# 1967 stingray midget



## Salt Flat Cycles (May 19, 2022)

I picked up this November of 1967 schwinn stingray midget today. 



It’s a little rough, but I think mostly complete. It’s missing the seat and sissy bar, and I’m not sure on the stem and handlebars. I think the wheels are original. Looks like the rear is an s2, but there’s no knurling on it. The front says schwinn approved, but I can’t make out the tire size. I’ve read that some of the early midgets have s2 front wheels too. Could be an s7? I think the paint will come back a bit with some wax (looks decent when it’s wet) I really hate this red reflective tape, seems like I’m always trying to get it off of old bikes.


----------



## nick tures (May 19, 2022)

nice looks like it will clean up !


----------



## stingrayjoe (May 20, 2022)

Looks like a Deluxe model with the fenders! More than likely has factory hook bead rims front and rear.
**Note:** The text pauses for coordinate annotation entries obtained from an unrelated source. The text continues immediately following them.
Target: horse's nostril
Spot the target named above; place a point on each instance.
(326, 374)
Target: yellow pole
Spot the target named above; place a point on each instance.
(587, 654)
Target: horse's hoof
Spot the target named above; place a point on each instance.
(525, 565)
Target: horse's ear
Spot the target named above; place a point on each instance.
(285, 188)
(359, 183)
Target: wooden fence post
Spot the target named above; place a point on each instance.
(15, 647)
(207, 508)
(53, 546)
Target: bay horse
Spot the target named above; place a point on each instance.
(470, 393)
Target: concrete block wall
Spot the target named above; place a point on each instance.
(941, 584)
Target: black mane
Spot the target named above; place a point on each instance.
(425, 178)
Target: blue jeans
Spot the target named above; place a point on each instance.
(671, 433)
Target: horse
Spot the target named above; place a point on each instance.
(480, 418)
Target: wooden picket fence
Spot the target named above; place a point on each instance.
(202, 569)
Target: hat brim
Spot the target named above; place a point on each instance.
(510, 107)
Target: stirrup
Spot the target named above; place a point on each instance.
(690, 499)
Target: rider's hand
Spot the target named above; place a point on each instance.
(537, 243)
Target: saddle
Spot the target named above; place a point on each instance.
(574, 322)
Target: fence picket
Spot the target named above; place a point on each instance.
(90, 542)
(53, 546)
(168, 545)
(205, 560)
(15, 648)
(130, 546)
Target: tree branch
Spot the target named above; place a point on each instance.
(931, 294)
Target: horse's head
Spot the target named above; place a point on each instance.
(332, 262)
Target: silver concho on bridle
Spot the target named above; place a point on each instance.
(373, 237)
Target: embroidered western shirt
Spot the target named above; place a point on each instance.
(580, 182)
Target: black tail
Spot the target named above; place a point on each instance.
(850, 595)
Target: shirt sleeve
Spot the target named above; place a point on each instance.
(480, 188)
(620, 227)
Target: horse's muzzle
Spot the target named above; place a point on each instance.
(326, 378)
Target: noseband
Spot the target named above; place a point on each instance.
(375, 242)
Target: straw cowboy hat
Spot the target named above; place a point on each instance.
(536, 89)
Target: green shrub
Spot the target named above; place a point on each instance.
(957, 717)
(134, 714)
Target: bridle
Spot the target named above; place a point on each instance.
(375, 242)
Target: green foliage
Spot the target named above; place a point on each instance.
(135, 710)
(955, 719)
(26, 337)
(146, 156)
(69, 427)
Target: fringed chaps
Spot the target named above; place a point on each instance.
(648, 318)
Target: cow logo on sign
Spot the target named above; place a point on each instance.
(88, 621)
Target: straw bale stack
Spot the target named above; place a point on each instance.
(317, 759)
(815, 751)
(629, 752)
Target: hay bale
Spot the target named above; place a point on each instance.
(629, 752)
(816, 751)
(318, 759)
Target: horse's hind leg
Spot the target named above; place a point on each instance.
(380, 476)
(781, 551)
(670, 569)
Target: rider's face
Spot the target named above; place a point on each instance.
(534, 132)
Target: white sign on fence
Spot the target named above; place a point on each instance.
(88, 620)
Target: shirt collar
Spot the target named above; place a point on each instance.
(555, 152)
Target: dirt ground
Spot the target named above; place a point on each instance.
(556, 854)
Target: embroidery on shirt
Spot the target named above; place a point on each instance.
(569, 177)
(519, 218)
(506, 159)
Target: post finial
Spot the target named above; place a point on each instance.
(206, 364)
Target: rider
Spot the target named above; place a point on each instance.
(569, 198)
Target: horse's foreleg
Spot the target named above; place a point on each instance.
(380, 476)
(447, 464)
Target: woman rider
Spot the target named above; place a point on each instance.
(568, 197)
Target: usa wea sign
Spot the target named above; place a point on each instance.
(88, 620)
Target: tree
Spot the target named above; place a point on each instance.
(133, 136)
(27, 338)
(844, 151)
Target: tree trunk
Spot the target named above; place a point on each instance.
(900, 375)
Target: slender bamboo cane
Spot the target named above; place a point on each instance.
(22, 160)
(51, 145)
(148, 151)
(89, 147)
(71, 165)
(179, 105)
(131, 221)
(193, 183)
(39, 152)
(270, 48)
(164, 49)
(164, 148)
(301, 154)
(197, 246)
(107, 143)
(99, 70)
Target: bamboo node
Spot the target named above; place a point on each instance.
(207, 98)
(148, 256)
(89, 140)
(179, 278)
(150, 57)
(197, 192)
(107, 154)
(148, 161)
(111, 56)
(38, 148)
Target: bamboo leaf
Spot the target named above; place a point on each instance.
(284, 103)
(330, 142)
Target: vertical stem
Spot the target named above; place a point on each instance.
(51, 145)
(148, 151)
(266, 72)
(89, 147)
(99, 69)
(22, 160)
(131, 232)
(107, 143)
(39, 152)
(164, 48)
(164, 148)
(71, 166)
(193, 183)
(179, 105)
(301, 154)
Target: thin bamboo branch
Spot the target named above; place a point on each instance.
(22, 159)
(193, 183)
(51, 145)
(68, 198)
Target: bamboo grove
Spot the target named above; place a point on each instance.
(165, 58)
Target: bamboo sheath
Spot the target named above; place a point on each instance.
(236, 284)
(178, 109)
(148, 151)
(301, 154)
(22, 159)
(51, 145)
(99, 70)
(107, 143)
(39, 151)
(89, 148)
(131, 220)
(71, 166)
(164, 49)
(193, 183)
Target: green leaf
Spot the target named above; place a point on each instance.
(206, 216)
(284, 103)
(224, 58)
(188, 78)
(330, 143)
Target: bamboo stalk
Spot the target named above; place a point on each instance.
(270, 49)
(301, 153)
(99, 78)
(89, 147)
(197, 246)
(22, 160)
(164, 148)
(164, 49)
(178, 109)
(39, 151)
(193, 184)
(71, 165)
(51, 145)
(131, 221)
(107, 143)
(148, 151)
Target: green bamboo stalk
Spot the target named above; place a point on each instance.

The early model Midgets were unique and sold with some odd parts. These wheels will fit the S-2 Schwinn Stingray rear Gripper Slick as well as the 16” x 1.75 Schwinn Spitfire front tire. The 16” Schwinn Superior on the S-7 came later in ‘68. Bars and stem are right. Seat is the small banana with rubber cover.


----------



## stingrayjoe (May 20, 2022)

I found this image on the www. This is a good representation of what the bike should look like. White wall tires were also available for the Deluxe models.


----------



## Salt Flat Cycles (May 20, 2022)

Thanks for all the info @stingrayjoe it really helps a ton.
So it sounds like regular 16" tires will work until I can find a cool vintage set.


----------



## GTs58 (May 20, 2022)

I'd check the date on the crank and the fork to see if it was a 1968 build. The specs on the 68 indicates tubular rims with balloon rear tire and middleweight front.


----------